B Computational details for Study 1
B.1 Growth curve analyses
These models were fit in R (vers. 3.4.3; R Core Team, 2018) with the RStanARM package (vers. 2.16.3; Gabry & Goodrich, 2018).
When I computed the orthogonal polynomial features for Time, they were scaled so that the linear feature ranged from −.5 to .5. Under this scaling a unit change in Time1 was equal to change from the start to the end of the analysis window. Table B.1 shows the ranges of the time features.
Feature | Min | Max | Range |
---|---|---|---|
Time1 | −0.50 | 0.50 | 1.00 |
Time2 | −0.33 | 0.60 | 0.93 |
Time3 | −0.63 | 0.63 | 1.26 |
Trial window (ms) | 250 | 1500 | 1250 |
It took approximately 24 hours to run the model on four Monte Carlo sampling chains with 1,000 warm-up iterations and 1,000 sampling iterations. Warm-up iterations are discarded, so the model comprises 4,000 samples from the posterior distribution.
The code used to fit the model with RStanARM is printed below. The variables ot1
, ot2
, and ot3
are the polynomial time features, ResearchID
identifies children, and Study
identifies the age/year of the longitudinal project. Mnemonically, ot
stands for orthogonal time and the number is the degree of the polynomial. This convention is used by Mirman (2014). Study
refers to the timepoint (year) of the larger longitudinal investigation. Conceptually, I use study to mean a data-collection unit, and I think of each wave of testing with their somewhat different tasks and protocols as separate studies. Primary
counts the number of looks to the target image at each time bin; Others
counts looks to the other three images. cbind(Primary, Others)

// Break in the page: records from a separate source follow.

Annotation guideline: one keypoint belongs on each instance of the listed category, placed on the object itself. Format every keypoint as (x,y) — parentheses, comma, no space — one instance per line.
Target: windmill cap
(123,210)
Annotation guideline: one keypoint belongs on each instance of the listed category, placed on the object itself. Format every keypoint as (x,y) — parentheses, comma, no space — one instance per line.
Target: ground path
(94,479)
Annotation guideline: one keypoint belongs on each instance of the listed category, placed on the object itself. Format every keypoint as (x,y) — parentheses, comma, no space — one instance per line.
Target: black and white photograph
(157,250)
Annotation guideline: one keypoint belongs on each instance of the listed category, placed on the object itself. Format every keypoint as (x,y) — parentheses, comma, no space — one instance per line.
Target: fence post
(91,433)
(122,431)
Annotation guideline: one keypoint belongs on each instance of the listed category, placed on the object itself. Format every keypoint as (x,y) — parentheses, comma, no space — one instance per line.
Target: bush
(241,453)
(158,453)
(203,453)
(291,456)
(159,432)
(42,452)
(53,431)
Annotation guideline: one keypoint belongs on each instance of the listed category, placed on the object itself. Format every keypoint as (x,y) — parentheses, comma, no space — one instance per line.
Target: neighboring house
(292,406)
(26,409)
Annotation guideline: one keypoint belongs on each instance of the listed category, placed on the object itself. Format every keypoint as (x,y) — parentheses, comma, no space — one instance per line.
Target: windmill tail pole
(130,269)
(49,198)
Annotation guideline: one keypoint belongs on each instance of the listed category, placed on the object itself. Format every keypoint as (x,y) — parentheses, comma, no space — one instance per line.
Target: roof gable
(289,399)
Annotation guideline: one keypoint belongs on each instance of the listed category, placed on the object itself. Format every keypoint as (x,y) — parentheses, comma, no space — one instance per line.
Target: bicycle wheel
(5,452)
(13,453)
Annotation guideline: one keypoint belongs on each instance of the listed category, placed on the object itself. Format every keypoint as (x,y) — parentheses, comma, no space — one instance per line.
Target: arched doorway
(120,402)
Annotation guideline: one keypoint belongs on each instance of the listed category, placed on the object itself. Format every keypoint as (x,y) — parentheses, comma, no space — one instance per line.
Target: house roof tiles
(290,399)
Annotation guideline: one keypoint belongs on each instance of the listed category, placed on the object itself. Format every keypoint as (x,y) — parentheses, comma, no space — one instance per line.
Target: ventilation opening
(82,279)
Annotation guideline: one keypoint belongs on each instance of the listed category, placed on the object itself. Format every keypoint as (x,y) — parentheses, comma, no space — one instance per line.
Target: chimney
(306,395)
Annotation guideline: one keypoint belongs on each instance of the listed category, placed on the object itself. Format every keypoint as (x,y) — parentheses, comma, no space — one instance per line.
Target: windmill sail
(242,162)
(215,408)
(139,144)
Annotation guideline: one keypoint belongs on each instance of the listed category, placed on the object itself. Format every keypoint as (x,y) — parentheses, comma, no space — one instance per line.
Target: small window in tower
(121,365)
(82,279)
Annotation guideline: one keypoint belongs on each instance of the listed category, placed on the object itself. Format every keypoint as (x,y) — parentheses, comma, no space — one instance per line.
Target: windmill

is used to package both counts together for a logistic regression.
library(rstanarm)
# Run chains on different cores
options(mc.cores = parallel::detectCores())
m <- stan_glmer(
cbind(Primary, Others) ~
(ot1 + ot2 + ot3) * Study +
(ot1 + ot2 + ot3 | ResearchID/Study),
family = binomial,
prior = normal(0, 1),
prior_intercept = normal(0, 5),
prior_covariance = decov(2, 1, 1),
control = list(
adapt_delta = .95,
max_treedepth = 15),
data = d_m)
# Save the output
readr::write_rds(m, "./data/stan_aim1_cubic_model.rds.gz")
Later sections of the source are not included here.